#Open the Installed Packages
library(readxl)
library(ggpubr)
## Loading required package: ggplot2
library(dplyr)
##
## Attaching package: 'dplyr'
## The following objects are masked from 'package:stats':
##
## filter, lag
## The following objects are masked from 'package:base':
##
## intersect, setdiff, setequal, union
library(effectsize)
library(effsize)
#Import and Name Dataset
Dataset6.2 <- read_excel('/Users/atharvapitke/Documents/Analytics/Assignment6/Dataset6.2-2.xlsx')

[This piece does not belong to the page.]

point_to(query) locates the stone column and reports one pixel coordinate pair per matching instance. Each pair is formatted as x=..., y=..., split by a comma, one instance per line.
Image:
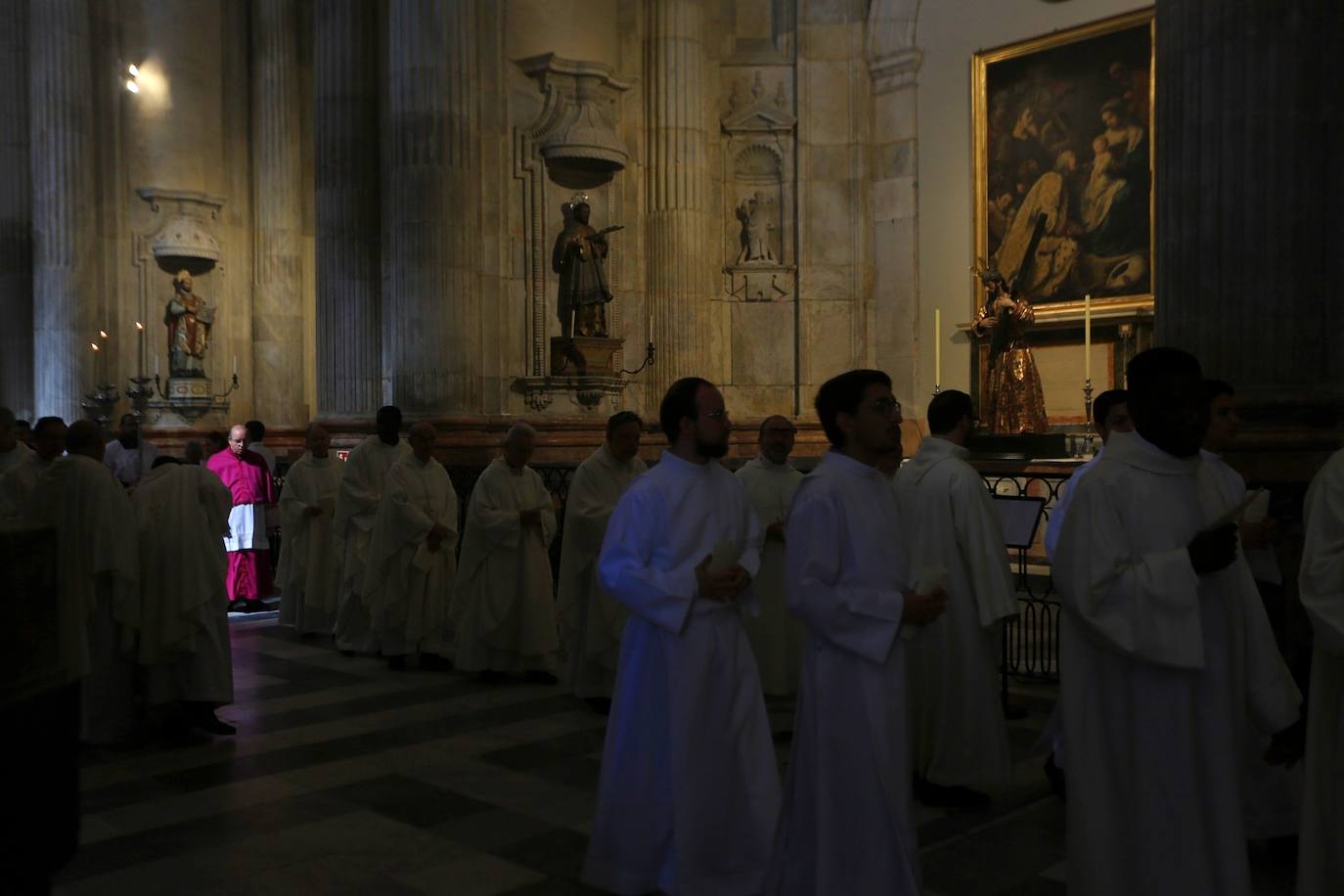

#Calculate Descriptive Statistics for Each Group
Dataset6.2 %>%
group_by(Work_Status) %>%
summarise(
Mean = mean(Study_Hours, na.rm = TRUE),
Median = median(Study_Hours, na.rm = TRUE),
SD = sd(Study_Hours, na.rm = TRUE),
N = n()
)
## # A tibble: 2 × 5
## Work_Status Mean Median SD N
## <chr> <dbl> <dbl> <dbl> <int>
## 1 Does_Not_Work 9.62 8.54 7.45 30
## 2 Works 6.41 5.64 4.41 30
#Create Histograms for Each Group
hist(Dataset6.2$Study_Hours[Dataset6.2$Work_Status == "Works"],
main = "Histogram of Study Hours of Students who Works ",
xlab = "Value",
ylab = "Frequency",
col = "lightblue",
border = "black",
breaks = 10)
hist(Dataset6.2$Study_Hours[Dataset6.2$Work_Status == "Does_Not_Work"],
main = "Histogram of Study Hours of Student who Does_Not_Work",
xlab = "Value",
ylab = "Frequency",
col = "lightgreen",
border = "black",
breaks = 10)
For the Study Hours of Student who works histogram, the data appears positively skewed. It is difficult to state the exact kurtosis, but it appears abnormal. For the tudy Hours of Student who Does_Not_work histogram, the data appears positively skewed. It is difficult to state the exact kurtosis, but it appears abnormal. We may need to use a Mann-Whitney U test.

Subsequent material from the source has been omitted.